As a boy, exploring the attic of the family home, Allan encountered a book of old maps and was captivated. On its pages, the past really was a foreign country, with evocative names — Livonia, Courland, the Ottoman Empire — that conjured a distant era. From that book, Mr. Calhamer said long afterward, Diplomacy would spring.
At Harvard, from which he graduated cum laude in 1953, the young Mr. Calhamer studied European history with Sidney Bradshaw Fay. Reading Professor Fay’s seminal 1928 book, “The Origins of the World War,” about back-room intrigue among the Great Powers, he thought, as he later recalled, “What a board game that would make!”
Mr. Calhamer developed his game, originally called Realpolitik, in 1954, while he was enrolled at Harvard Law School. Law students, he found, adored it, as it enfranchised aggression, and it was refined over many late-night sessions in his room.
Disinclined to pursue a cutthroat career, Mr. Calhamer left law school before graduating. He lived for a time at Walden Pond in homage to his idol, Henry David Thoreau; he later worked briefly as a foreign service officer in Africa and a park ranger at the Statue of Liberty.
In 1959, after Diplomacy was rejected by several game publishers, Mr. Calhamer had 500 copies produced at his own expense, selling them by mail for $6.95 apiece. It was acquired shortly afterward by Games Research and has since passed through many corporate hands, including those of Avalon Hill and Hasbro. The game is currently published by Wizards of the Coast, which also makes Dungeons & Dragons.

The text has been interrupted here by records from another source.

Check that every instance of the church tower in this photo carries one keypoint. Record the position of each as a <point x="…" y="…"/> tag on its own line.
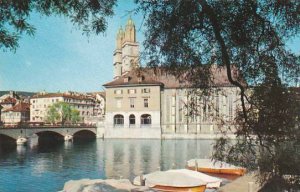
<point x="118" y="53"/>
<point x="126" y="55"/>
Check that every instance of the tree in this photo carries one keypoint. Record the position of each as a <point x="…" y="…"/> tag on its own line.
<point x="14" y="15"/>
<point x="187" y="37"/>
<point x="62" y="112"/>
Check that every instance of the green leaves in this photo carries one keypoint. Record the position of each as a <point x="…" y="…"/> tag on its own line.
<point x="89" y="16"/>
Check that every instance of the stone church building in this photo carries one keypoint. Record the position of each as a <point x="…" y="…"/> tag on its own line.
<point x="148" y="103"/>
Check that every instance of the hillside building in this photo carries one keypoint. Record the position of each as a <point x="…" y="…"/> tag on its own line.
<point x="40" y="103"/>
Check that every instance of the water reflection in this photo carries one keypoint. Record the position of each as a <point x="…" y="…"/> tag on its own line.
<point x="128" y="158"/>
<point x="46" y="167"/>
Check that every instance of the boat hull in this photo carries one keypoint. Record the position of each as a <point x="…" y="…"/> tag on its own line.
<point x="200" y="188"/>
<point x="239" y="171"/>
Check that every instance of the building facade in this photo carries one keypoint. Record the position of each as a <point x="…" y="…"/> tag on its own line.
<point x="15" y="115"/>
<point x="40" y="103"/>
<point x="151" y="103"/>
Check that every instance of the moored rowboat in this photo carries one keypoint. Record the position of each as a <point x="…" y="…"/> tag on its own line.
<point x="173" y="181"/>
<point x="200" y="188"/>
<point x="217" y="167"/>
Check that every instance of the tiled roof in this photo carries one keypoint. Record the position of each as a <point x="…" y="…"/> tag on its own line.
<point x="64" y="95"/>
<point x="137" y="77"/>
<point x="20" y="107"/>
<point x="159" y="76"/>
<point x="9" y="100"/>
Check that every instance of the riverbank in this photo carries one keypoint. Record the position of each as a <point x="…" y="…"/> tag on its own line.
<point x="246" y="183"/>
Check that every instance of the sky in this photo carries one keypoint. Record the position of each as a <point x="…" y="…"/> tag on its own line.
<point x="59" y="58"/>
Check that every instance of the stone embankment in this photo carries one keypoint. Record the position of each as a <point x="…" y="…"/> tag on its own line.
<point x="246" y="183"/>
<point x="97" y="185"/>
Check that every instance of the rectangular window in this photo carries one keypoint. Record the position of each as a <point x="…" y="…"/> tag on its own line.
<point x="119" y="103"/>
<point x="217" y="106"/>
<point x="118" y="91"/>
<point x="146" y="103"/>
<point x="230" y="112"/>
<point x="131" y="91"/>
<point x="132" y="102"/>
<point x="146" y="90"/>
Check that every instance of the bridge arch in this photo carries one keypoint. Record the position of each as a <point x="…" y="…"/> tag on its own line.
<point x="49" y="136"/>
<point x="84" y="134"/>
<point x="7" y="139"/>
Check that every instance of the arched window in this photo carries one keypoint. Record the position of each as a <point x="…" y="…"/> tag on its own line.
<point x="118" y="120"/>
<point x="131" y="119"/>
<point x="145" y="119"/>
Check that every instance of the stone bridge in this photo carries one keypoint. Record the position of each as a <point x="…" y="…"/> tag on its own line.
<point x="48" y="131"/>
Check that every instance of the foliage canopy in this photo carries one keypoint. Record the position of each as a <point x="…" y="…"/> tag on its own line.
<point x="90" y="16"/>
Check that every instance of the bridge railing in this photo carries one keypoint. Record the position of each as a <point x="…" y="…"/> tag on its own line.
<point x="28" y="126"/>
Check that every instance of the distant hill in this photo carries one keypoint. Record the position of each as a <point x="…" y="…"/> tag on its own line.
<point x="21" y="93"/>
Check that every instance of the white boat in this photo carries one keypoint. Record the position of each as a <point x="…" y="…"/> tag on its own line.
<point x="68" y="137"/>
<point x="21" y="141"/>
<point x="218" y="167"/>
<point x="191" y="180"/>
<point x="212" y="182"/>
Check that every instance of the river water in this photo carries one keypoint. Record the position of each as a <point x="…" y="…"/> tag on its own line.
<point x="46" y="167"/>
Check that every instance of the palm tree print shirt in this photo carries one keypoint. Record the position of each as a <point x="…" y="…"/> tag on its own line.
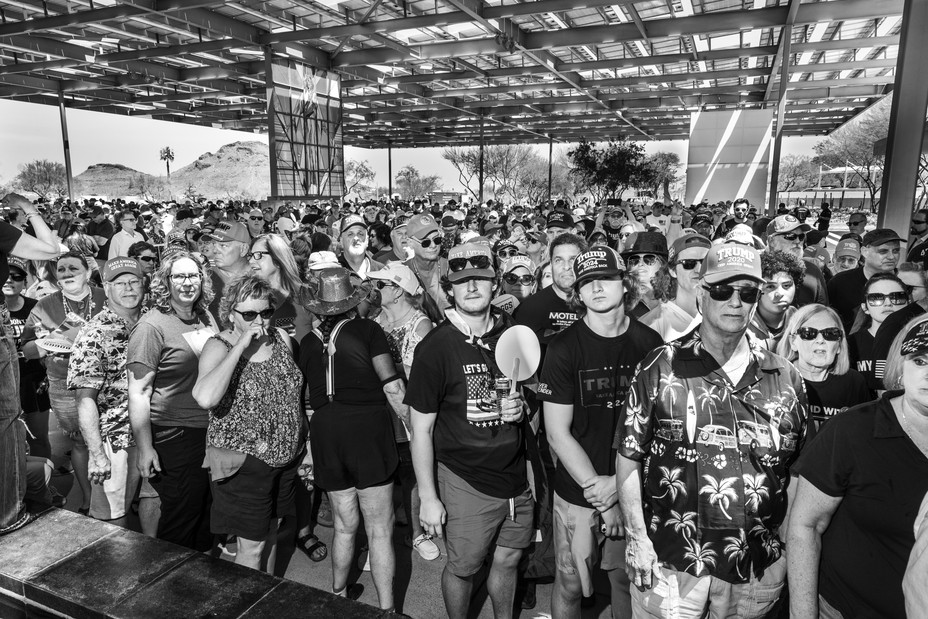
<point x="715" y="456"/>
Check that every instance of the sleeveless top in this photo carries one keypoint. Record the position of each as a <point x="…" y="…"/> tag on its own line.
<point x="261" y="413"/>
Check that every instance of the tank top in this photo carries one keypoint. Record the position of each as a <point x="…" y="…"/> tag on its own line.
<point x="261" y="413"/>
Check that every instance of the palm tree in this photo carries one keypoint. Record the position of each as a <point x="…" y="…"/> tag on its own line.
<point x="754" y="490"/>
<point x="167" y="156"/>
<point x="736" y="550"/>
<point x="699" y="555"/>
<point x="671" y="479"/>
<point x="720" y="492"/>
<point x="682" y="523"/>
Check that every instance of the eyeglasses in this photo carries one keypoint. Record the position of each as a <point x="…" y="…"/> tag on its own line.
<point x="475" y="262"/>
<point x="689" y="264"/>
<point x="132" y="283"/>
<point x="723" y="292"/>
<point x="426" y="243"/>
<point x="895" y="298"/>
<point x="648" y="259"/>
<point x="525" y="280"/>
<point x="831" y="334"/>
<point x="249" y="316"/>
<point x="180" y="278"/>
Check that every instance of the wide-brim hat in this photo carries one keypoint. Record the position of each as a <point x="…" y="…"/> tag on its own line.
<point x="336" y="291"/>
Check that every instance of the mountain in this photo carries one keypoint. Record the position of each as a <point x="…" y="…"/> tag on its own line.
<point x="240" y="170"/>
<point x="112" y="180"/>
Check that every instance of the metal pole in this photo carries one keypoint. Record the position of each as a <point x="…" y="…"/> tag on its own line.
<point x="65" y="142"/>
<point x="271" y="133"/>
<point x="906" y="121"/>
<point x="786" y="36"/>
<point x="480" y="168"/>
<point x="550" y="160"/>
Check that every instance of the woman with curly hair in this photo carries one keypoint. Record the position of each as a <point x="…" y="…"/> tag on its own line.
<point x="168" y="424"/>
<point x="251" y="385"/>
<point x="784" y="273"/>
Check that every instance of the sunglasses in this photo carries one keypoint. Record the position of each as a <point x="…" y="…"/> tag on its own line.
<point x="426" y="243"/>
<point x="895" y="298"/>
<point x="648" y="259"/>
<point x="723" y="292"/>
<point x="689" y="264"/>
<point x="525" y="280"/>
<point x="475" y="262"/>
<point x="831" y="334"/>
<point x="250" y="316"/>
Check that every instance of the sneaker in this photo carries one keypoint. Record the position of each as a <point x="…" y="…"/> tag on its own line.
<point x="426" y="548"/>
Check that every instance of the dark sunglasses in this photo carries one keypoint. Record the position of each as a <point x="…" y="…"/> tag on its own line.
<point x="895" y="298"/>
<point x="512" y="279"/>
<point x="648" y="259"/>
<point x="689" y="264"/>
<point x="831" y="334"/>
<point x="475" y="262"/>
<point x="723" y="292"/>
<point x="249" y="316"/>
<point x="426" y="243"/>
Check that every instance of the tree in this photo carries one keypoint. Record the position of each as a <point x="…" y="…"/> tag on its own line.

On the strength of Diplomacy, Mr. Calhamer was hired by Sylvania’s Applied Research Laboratory in Waltham, Mass., to bring his analytical stills to bear on real-world military problems. But he chafed amid corporate culture and left after six years. With his wife, the former Hilda Morales, he settled in his hometown. Besides his wife, whom he married in 1967, Mr. Calhamer’s survivors include two daughters, Tatiana Calhamer and Selenne Calhamer-Boling.
Mr. Calhamer remained deeply, if quietly, proud of Diplomacy, and though the royalties did not make him rich, they did once let him buy a Mercury Monarch. His other board games, never brought to market, include one in which, as Tatiana Calhamer described it on Monday, players move through dimensions of the space-time continuum.
For 21 years, until his retirement in the early 1990s, Mr. Calhamer delivered the mail in La Grange Park. He took pleasure, his family told The Chicago Sun-Times this week, in factoring into primes the license-plate numbers of cars on his route.
He almost certainly took pleasure, too — for this thought was doubtless not lost on him — in the idea that on any given day, slung unobtrusively over his shoulder, there might lurk a letter from one Great Power to another, filled with all the threats, blandishments and cunning hollow promises Diplomacy entails, awaiting delivery by its creator.